Recently FDA approved drug Keytruda (pembrolizumab) in conjunction with a diagnostic test detects a protein PD-L1 in metastatic non-small cell lung cancer (NSCLC). This drug is an immune checkpoint inhibitor – it blocks a specific pathway that inhibits T-cells from attacking cancer cells.

Melanoma

Furthermore, Keytruda can be used in the treatment of inoperable melanomas, as well as disease progression after ipilimumab, and for those with a BRAF V600 mutation. In other developments, pharmaceutical giant Pfizer’s merging with Merck KGaA on November 2014, a deal potentially worth over $2.8 billion, will see them jointly develop avelumab (monoclonal antibody) for multiple cancer types. Most recently, the joint pharmaceutical companies were granted a fast-track designation (to expedite the clinical trial process) of the drug for rare and aggressive skin cancer, Merkel cell carcinoma. Avelumab has demonstrated positive results in other cancers like NSCLC and recurrent ovarian cancer.

Colon Cancer

The FDA approved two drugs for colon cancer in 2014, Erbitux (cetuximab) a monoclonal antibody to treat metastatic colon cancer and Avastin (bevacizumab) to suppress angiogenesis of tumors. Furthermore, Vectibix (panitumumab) was FDA approved in 2007. Unfortunately, panitumumab and cetuximab are ineffective in patients that carry a gene mutation known as K-ras.

Breast cancer

It is estimated that around 1 in 8 American women will develop invasive breast cancer – for men it is 1 in 1,000. On a global scale, in 2012, there were over 1.68 million new diagnoses and 520,000 mortalities due to breast cancer. Despite the progression in delivering HER2-directed therapies with optimized efficacy, some patients may relapse, while those with triple-negative breast cancer respond less effectively to a targeted treatment approach. Prognoses depend on newer, more advanced therapeutic regimes; immunotherapy has fewer side effects compared to conventional breast cancer treatment. Currently, many cancer vaccines, checkpoint inhibitors, monoclonal antibodies and more are being investigated.

Bladder cancer

Bacillus Calmette-Guérin (BCG) is a weakened live strain of the Mycobacterium Bovis and the vaccine for tuberculosis; it is FDA-approved and the primary treatment for bladder cancer and reduces the risk of recurrence. It is generally not used in the US due to fears of infection by the bacterium. What makes this treatment stand out is its high effectiveness (70%) if the tumor is considerably small, i.e. non-invasive or early-stage tumor or carcinoma in situ (CIS).
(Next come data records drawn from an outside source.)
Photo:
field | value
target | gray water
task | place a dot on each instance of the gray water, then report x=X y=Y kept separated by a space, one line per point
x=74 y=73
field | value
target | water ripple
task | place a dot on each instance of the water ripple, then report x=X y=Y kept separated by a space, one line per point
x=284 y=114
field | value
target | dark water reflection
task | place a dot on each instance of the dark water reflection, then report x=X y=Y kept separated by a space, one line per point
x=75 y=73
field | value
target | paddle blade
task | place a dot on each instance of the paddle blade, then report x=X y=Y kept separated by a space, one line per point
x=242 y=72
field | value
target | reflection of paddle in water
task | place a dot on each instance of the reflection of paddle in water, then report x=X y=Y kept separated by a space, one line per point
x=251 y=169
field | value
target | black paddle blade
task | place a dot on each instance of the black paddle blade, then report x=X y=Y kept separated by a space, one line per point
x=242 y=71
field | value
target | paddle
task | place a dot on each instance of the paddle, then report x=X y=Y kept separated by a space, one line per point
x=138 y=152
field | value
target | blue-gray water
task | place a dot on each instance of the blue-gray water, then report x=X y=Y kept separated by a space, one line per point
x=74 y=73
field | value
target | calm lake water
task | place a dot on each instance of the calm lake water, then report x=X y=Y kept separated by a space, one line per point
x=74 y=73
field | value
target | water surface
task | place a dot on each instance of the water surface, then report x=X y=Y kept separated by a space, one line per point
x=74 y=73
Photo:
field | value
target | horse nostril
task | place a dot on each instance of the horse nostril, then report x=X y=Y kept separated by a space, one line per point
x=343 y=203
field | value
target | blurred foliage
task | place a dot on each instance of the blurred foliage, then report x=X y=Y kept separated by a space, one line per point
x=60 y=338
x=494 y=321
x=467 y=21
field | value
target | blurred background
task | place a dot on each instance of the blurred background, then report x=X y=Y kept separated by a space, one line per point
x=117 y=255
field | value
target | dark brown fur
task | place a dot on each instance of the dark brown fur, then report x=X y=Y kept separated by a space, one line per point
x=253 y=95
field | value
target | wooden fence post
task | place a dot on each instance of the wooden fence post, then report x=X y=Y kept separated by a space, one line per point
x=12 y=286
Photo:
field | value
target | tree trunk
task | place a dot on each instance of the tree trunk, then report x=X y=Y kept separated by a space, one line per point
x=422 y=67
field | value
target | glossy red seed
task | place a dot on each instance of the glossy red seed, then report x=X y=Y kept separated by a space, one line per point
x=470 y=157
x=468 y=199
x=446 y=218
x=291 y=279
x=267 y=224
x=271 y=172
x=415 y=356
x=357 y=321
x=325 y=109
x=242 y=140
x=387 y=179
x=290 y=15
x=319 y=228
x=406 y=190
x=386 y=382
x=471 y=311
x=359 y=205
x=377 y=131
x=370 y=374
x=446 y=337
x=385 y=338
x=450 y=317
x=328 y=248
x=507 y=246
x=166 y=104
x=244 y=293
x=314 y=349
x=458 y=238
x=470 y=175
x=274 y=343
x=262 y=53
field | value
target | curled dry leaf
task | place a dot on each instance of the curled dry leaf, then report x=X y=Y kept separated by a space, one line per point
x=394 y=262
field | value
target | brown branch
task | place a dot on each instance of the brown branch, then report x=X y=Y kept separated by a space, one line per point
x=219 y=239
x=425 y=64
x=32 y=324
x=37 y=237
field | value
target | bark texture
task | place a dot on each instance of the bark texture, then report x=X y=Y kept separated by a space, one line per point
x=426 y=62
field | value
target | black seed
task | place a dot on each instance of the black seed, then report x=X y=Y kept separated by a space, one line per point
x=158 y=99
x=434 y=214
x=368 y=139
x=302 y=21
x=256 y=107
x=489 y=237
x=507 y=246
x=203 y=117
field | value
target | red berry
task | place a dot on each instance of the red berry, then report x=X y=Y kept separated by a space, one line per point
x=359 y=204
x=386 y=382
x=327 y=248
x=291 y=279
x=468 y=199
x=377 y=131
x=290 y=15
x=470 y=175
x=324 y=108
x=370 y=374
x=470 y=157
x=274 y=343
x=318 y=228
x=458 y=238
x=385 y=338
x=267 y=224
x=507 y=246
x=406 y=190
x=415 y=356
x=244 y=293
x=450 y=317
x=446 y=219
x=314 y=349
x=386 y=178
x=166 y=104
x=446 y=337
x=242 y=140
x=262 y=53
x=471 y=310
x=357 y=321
The new generation of cancer therapy

Continual advancements in the field of immunotherapy to further understand why some patients have a better response rate than others, finding further possible immunotherapies for all cancer types, as well as improving the efficacy of existing immunotherapies (by combining them with other cancer treatments like chemotherapy) may all lead to a new generation of cancer treatment. While in so doing, designing immunotherapy with minimal side effects and one that will have a long-lasting effect for patients.